Assigning industry labels to companies is a manual, costly, slow and error prone process conducted by data providers. In order to solve this problem we developed a fully automated machine learning based industry classification that assigns WZ-2008 labels to companies in no time. Our classifier solely relies on the company purposes, which we extracted from the German company register. The classifier is composed of a natural language processing step and a bag-of-words based elastic-net classifier. This classifier enables us to predict the industry of a company in real-time, rises our data coverage by 30 %, and lowers the costs of the data acquisition to a fraction compared to conventional methods.

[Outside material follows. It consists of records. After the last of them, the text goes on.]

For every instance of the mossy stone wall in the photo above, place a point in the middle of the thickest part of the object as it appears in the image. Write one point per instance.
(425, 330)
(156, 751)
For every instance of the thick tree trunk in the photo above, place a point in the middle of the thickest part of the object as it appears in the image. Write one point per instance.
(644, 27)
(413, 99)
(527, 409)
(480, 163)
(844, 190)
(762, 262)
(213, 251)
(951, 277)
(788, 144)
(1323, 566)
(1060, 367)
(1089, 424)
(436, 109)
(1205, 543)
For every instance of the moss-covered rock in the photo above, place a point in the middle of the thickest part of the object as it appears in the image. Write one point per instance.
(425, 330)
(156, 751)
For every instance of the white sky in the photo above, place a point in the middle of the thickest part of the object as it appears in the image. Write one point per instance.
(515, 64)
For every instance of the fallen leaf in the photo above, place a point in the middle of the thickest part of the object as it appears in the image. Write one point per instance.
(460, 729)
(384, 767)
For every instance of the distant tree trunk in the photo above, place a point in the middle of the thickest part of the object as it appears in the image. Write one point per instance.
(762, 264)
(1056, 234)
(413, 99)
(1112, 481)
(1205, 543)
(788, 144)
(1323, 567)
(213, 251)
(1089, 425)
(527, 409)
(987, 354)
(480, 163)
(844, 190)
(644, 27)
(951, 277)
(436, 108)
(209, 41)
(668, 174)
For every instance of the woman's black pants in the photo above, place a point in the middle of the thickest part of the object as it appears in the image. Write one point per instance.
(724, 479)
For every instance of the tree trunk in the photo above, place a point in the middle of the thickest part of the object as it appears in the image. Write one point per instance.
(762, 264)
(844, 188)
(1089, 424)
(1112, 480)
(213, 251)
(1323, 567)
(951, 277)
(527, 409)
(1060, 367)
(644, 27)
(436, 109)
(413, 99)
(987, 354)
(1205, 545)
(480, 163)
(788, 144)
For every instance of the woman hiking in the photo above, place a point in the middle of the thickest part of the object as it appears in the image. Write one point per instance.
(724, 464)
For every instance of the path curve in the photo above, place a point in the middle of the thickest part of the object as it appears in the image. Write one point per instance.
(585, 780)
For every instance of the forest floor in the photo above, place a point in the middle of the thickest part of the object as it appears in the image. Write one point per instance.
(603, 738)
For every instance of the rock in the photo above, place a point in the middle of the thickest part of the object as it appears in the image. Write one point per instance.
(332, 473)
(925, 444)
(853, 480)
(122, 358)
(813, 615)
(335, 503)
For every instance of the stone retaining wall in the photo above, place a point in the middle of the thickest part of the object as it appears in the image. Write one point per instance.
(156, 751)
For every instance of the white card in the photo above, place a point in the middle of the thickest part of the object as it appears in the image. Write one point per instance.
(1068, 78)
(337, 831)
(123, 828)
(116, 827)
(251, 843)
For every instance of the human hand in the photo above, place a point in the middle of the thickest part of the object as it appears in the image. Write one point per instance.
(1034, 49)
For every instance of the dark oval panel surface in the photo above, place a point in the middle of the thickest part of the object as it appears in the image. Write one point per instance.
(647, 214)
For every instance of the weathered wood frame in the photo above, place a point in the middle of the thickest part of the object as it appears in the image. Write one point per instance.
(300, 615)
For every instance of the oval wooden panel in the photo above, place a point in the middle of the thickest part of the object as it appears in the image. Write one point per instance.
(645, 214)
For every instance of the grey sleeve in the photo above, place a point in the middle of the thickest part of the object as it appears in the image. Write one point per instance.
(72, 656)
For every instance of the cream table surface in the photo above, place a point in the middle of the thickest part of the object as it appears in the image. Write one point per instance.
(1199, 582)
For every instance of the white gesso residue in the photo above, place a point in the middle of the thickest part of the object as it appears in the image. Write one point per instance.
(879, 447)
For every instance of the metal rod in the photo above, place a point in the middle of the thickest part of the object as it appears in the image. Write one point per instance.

The state-of-the-art for enriching and enhancing data is to hire click-workers and let them extract information from unstructured data sources. This manual labeling process is slow, costly and error prone due to low experience and skill-level of click-workers. At Implisense we developed a natural language processing driven machine learning model in order to leverage those shortcomings and enhance the quality of our datapoints. This automated system lets us classify newly founded companies in no-time and at zero marginal costs.
We have been working on a machine-learning based industry-classifier specifically designed for small companies and startups. Our classifier’s main ingredient is the company purpose, which every company is legally obliged to submit to the German company register (see example).
|(a) die Herstellung und der Vertrieb von Verpackungen, Verpackungsmaterialien und Behältern aller Art, insbesondere Intermediate Bulk Containern (IBC), und sonstiger Erzeugnisse aus Kunststoff und anderen synthetischen Materialien, aus Metall, Papier und Verbundstoffen insbesondere für die Industrie, (b) die Entwicklung aller hiermit zusammenhängenden Verfahren, insbesondere unter der eingetragenen Marke XXX, (c) die Beratung in Bezug auf die aufgeführten Tätigkeiten sowie (d) die Erbringung von Dienstleistungen und die Vergabe von Lizenzen oder sonstigen Rechten an Beteiligungsgesellschaften und ähnliche Unternehmen sowie für Auftraggeber aller Art einschließlich aller sonstigen in diesem Zusammenhang anfallenden Geschäfte.
||(a) the manufacture and distribution of packaging, packaging materials and containers of all kinds, in particular Intermediate Bulk Containers (IBCs), and other articles made of plastics and other synthetic materials, metal, paper and composites, in particular for industry, (b) the development of all related procedures, in particular under the registered trade mark XXX, (c) advice in relation to the listed activities and (d) the provision of services and the granting of licences or other rights to affiliated companies and similar companies as well as for clients of all including all other transactions arising in this context.
As a classification system we use the WZ-2008 schema, which incorporates the European NACE-standard. We trained a machine learning model on a dataset of roughly 650.000 company-purposes and their associated industry labels (as the target variable). From a machine learning perspective the problem can be referred to as a hierarchical, multi-label classification problem. There are 88 fundamental categories, which do split up in a tree-like manner into specific economic branches. Each company can be labeled with up to 3 industry labels.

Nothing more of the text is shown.